Над головами появился вертолет с маркировкой Союза водопроводчиков и начал опускаться. «Это Джек и Дорин», — догадался Арни. За ними на предельной скорости появился ещё один вертолет — а это уже, вне всяких сомнений, Эдди с членами союза. Оба вертолета приготовились садиться.

— Арни, я чувствую, произойдет что-то непоправимое, если ты сейчас не остановишься, — предупредила Энн Эстергази.

— Со мной? — весело поинтересовался Арни.

— Да, Арни. Пожалуйста. Что бы ты ни собирался сделать, подумай сначала. На свете так много хорошего, неужели надо обязательно мстить?

— Отправляйся обратно в Новый Израиль и занимайся своим несчастным магазином. — Он заглушил мотор.

— Этот мальчик — Манфред Стайнер — с тобой? — спросила Энн. — Отдай его Мильтону, пусть он отвезет его обратно в Бен-Гурион; так будет лучше для всех: и для тебя, и для него.

Один из вертолетов уже опустился, и из него выпрыгнули три или четыре члена союза. Они бегом кинулись через улицу, и Глоб, заметив их, горестно ухватился за рукав Энн.

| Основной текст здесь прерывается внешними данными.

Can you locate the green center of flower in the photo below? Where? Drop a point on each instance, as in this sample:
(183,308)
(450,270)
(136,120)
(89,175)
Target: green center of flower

— Я вижу, — твердо ответила она. — Пожалуйста, Арни. Я всегда с тобой работала бок о бок… ради меня, ради Сэма… Я знаю, если ты не остановишься, мы больше никогда не будем вместе. Неужели ты сам не чувствуешь? Неужели для тебя это так важно, что ты готов все поставить на карту?

Арни молчал.

Эдди Гоггинс подбежал к автобусу, остальные окружили Энн Эстергази и доктора Глоба. Теперь опустился и второй вертолет, из него вылез Джек Болен.

— Можете сами спросить его, — произнес Арни. — Он здесь по доброй воле: он — взрослый человек и отдает отчет в своих поступках. Спросите его: по собственной воле он отправился в это паломничество?

Как только Энн и Глоб повернулись к Джеку, Арни дал задний ход и, рванувшись вперед, объехал их машину. Глоб кинулся к машине, но его тут же схватили за руки, и началась потасовка. Арни мчался вперед, оставляя позади людей и машины.

— Вот мы и снова едем, — обратился он к Манфреду.

Впереди улица постепенно превращалась в еле заметную ровную полоску, уходящую в пустыню и теряющуюся в направлении отдаленных гор. Автобус подскакивал на выбоинах, двигаясь почти на предельной скорости. Арни про себя улыбался. Лицо Манфреда тоже сияло от возбуждения.

«Никто не в состоянии остановить меня», — повторял Арни.

Звуки драки замерли за спиной, и теперь до его ушей доносилось лишь слабое жужжание мотора. Он умиротворенно откинулся на спинку кресла.

«Ну готовься, Грязная Башка», — сказал он про себя и тут же вспомнил про волшебный амулет Джека Болена, о котором ему рассказывал Гелио. Это воспоминание заставило его нахмуриться, но ненадолго. Он мчался вперед, не снижая скорости.

— Гадл-гадл! — возбужденно каркал рядом Манфред.

— Что это за гадл-гадл? — поинтересовался Арни, но не был удостоен ответа.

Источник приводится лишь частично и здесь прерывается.